I can say that music wasn't huge in my upbringing, at least 'traditional' music. My grandmother would tell stories of 'kitchen junkets' back in her youth, when a designated family up on West Hill (or South or East Hill in Williamstown and Brookfield, respectively) would invite everyone over on a Saturday night, clear out the kitchen, and hoe down to fiddle music. I certainly don't carry this tradition on, and it seems the only ones who do are hippies who co-opted contra dancing and old folks who put on museum shows.
So we left the show to see a guy who blows bubbles and get something to eat, then made our way over to see 35th Parallel. Here's an outfit that throws my earlier thinking on its head, two Americans, one Jewish I presume (not that it matters but it plays into the above reference of maintaining one's culture through their music), that specialize in multiple world music styles: "35th Parallel's name comes from the latitude line intersecting the regions that inspire their music - the Middle East, North India, North Africa, the Mediterranean, and the United States." These guys pull bits of culture from all over the world and meld it together into their own art form that respects its influences while creating a new sense of wonder regarding non-Western music, culture, and thought.

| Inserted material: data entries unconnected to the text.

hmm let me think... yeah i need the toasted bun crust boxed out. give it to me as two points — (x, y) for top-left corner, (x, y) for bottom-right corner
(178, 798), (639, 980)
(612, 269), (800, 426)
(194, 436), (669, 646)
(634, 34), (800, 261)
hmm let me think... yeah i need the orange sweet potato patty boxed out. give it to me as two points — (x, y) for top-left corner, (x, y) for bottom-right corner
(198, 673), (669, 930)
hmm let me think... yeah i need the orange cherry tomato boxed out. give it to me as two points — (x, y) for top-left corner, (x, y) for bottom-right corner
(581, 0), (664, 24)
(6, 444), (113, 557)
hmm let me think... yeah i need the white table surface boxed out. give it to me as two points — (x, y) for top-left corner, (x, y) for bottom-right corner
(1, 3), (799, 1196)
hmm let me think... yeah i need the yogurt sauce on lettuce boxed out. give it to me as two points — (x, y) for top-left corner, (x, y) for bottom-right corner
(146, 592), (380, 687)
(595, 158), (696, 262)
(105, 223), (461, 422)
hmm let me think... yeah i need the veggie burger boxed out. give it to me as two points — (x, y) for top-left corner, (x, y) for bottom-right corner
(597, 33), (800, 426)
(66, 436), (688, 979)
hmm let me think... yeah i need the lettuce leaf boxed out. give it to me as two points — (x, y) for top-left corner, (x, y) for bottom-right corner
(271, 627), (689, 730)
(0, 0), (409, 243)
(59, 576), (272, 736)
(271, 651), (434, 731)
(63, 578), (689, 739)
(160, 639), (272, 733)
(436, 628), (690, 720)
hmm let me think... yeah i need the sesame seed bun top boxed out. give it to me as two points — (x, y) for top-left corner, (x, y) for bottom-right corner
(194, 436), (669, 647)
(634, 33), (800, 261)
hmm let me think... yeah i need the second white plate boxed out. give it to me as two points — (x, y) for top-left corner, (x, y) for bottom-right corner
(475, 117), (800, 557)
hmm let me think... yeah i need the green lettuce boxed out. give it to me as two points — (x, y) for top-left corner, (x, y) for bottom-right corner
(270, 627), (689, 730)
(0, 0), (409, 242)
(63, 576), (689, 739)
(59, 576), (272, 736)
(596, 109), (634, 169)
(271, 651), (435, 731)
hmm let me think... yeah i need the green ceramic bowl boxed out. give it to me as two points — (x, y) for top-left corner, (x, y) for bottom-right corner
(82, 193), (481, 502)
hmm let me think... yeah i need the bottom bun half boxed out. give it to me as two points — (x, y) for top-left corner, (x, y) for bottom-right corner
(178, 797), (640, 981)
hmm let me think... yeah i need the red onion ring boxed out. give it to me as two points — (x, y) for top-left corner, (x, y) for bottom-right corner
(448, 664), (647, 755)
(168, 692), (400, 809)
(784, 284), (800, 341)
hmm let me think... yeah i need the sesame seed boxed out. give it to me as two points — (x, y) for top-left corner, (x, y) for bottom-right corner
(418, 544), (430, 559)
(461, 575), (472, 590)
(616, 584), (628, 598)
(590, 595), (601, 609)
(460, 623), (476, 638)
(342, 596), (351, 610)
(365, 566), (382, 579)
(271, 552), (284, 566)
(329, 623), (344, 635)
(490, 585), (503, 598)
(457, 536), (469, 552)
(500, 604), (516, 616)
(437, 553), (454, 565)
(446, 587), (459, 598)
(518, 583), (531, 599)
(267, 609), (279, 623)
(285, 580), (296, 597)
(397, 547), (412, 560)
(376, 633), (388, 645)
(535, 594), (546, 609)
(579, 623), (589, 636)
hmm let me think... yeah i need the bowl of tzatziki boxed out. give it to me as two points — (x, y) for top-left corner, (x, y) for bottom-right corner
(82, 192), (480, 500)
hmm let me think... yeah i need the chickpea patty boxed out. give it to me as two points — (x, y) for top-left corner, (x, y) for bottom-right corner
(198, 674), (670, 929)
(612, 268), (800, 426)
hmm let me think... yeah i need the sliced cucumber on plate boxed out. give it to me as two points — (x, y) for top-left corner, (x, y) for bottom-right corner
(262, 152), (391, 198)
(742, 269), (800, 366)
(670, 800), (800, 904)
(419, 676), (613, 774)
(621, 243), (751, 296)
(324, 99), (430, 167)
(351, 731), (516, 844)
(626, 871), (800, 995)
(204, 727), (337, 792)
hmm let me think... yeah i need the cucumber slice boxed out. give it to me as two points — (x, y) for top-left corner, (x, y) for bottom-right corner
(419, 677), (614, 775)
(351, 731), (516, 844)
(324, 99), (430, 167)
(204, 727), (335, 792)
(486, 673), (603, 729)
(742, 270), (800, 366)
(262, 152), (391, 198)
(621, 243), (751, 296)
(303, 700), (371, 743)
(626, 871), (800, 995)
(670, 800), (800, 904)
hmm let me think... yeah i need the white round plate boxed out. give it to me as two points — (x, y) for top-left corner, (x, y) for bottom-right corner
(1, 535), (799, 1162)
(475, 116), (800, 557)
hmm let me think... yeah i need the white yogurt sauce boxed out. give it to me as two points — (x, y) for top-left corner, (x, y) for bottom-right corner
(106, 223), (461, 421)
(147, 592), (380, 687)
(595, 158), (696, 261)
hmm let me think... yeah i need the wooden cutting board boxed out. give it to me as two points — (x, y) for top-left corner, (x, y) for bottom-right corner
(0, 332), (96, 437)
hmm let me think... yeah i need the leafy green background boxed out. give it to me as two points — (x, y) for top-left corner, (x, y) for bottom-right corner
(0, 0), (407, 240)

So now my hypothesis was getting all screwy, and we went home. After dropping off Alice and Julie I shot up to Hardwick to see my brother's band, Dog House Roses play a rare gig at Claire's. These guys play rock music, well-rooted in the 4/4 Western (not Country-Western) aesthetic. No tablas, bouzoukis, fiddles, or dance callers. I then realized that this music, while it seems 'simpler' than all that other fancy stuff, is a legitimate, traditional form for Americans and even Western Europeans from the latter half of the 20th century and beyond. It certainly evolves, as do all traditional art forms, and it steals from others, but in the end it is as important as Raga, Jazz, Klezmer, or whatever.
Now I can appreciate the The Kinks, or The Stooges, or Built to Spill, or Alejandro Escovedo, or Sun Kil Moon, or whatever and know that it is simply the tradition of music that is being carried on. I don't have to worry that I'm not saving my culture from fading away, because my culture and its art evolves with the times while still keeping its distinct identity (those contra dancers still kick up a mean show). And what is really fascinating and deserves it own analysis someday is how we as a species have always sought melodic/harmonic sounds to integrate into our lives. I guess any music therefore maintains Human Culture in that regard.

Oh what the hell am I babbling about, I've been listening to the Misfits all week.